Determine the latencies and bandwidths quantitatively

import numpy as np
from collections import OrderedDict as odict
import pandas as pd
import matplotlib.pyplot as plt
import matplotlib.cm as cm

This notebook computes the latencies and bandwidths of the three primitive function types.
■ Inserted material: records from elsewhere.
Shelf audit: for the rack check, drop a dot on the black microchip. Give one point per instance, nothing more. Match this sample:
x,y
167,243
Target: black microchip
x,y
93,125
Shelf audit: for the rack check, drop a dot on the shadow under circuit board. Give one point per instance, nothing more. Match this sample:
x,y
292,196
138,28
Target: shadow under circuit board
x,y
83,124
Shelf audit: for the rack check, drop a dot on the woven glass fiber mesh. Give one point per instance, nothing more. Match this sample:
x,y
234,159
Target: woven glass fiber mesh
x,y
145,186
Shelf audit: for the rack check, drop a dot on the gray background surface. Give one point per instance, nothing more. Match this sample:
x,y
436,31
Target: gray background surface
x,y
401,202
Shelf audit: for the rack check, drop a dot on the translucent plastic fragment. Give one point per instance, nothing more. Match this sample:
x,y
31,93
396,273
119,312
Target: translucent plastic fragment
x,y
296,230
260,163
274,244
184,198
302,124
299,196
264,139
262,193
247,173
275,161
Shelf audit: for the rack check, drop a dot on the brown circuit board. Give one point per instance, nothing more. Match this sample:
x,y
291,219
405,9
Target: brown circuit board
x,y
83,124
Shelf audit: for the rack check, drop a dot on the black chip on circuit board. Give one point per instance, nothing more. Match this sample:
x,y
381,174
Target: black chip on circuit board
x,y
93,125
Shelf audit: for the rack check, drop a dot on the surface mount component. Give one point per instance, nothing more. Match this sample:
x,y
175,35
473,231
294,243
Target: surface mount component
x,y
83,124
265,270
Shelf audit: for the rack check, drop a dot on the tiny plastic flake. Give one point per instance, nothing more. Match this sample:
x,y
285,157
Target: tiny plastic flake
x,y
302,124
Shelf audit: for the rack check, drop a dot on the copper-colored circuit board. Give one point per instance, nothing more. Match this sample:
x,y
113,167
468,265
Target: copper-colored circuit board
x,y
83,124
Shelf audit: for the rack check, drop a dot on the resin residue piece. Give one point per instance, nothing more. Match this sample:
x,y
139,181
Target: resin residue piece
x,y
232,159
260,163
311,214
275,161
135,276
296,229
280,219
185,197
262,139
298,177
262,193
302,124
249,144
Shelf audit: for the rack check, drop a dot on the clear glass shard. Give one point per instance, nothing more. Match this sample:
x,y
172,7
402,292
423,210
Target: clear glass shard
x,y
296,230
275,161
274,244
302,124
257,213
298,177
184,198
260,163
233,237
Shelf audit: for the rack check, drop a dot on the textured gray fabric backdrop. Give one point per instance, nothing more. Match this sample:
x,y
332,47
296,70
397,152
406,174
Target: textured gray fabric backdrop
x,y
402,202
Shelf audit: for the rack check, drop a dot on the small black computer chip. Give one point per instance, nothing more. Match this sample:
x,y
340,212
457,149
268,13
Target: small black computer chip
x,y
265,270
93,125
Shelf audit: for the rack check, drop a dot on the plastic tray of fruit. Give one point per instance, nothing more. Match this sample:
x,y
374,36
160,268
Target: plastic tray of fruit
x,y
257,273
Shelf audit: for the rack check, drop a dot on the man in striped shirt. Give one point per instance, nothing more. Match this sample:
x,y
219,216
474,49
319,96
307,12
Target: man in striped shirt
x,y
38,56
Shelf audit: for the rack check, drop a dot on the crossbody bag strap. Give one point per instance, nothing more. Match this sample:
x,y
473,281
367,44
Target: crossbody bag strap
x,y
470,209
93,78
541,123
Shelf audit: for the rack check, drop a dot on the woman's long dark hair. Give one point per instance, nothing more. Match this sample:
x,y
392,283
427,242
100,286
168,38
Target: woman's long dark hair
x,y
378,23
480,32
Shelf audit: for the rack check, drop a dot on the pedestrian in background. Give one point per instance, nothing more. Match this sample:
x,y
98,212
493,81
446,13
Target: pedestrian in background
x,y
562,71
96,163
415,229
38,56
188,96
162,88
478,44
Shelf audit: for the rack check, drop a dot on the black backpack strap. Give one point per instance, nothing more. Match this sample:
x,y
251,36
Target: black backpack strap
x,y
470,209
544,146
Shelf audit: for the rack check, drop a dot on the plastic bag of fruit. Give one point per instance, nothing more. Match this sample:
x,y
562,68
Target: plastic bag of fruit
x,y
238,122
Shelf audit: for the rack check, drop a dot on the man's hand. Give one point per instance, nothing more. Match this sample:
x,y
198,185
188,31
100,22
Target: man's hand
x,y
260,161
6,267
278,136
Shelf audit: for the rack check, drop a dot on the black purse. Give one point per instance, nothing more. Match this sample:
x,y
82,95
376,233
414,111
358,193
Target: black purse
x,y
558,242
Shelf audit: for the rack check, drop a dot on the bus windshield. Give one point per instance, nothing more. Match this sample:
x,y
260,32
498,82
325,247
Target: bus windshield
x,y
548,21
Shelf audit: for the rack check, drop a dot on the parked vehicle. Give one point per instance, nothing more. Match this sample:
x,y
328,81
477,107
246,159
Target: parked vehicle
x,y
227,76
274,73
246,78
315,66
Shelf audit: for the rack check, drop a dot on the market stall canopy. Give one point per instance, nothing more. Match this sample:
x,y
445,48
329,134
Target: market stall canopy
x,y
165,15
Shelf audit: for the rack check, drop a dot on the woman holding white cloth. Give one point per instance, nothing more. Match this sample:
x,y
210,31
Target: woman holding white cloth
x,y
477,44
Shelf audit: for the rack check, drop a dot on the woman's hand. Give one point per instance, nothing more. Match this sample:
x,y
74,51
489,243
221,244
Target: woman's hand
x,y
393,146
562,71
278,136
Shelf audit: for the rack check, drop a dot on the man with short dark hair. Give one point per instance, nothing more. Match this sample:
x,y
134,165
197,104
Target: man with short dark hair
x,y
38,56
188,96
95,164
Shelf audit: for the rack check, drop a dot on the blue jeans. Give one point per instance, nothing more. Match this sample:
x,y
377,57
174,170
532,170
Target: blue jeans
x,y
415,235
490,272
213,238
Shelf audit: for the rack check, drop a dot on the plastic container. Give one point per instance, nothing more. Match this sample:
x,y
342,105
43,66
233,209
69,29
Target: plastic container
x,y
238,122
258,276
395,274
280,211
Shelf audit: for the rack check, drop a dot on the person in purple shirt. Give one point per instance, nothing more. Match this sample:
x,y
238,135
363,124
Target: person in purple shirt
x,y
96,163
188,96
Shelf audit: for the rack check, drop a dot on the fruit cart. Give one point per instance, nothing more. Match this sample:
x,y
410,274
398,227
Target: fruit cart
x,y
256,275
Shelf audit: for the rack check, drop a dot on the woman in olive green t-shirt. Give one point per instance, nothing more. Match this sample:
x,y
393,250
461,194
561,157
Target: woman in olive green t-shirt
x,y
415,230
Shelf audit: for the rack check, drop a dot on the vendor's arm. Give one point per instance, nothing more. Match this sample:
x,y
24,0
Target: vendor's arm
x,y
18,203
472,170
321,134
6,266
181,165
Again, start with a list of files and architectures that we want to investigate.

#(hardware name, number of nodes)
files = odict({})
files['i5'] = ('i5',1)
files['gtx1060'] = ('gtx1060',1)
files['skl_mpi1'] = ('skl',1)
files['skl_mpi2'] = ('skl',2)
files['skl_mpi4'] = ('skl',4)
files['knl_mpi1'] = ('knl',1)
files['knl_mpi2'] = ('knl',2)
files['knl_mpi4'] = ('knl',4)
files['p100nv_mpi1'] = ('p100',1)
files['p100nv_mpi2'] = ('p100',2)
files['p100nv_mpi4'] = ('p100',4)
files['titanxp'] = ('titanXp',1)
files['v100nv_mpi1'] = ('v100',1)
files['v100nv_mpi2'] = ('v100',2)
files['v100nv_mpi4'] = ('v100',4)

pd.set_option('precision',2)

Assumptions

  • there are three basic functions: trivially parallel(axpby), nearest neighbor (dxdy), global reduction (dot)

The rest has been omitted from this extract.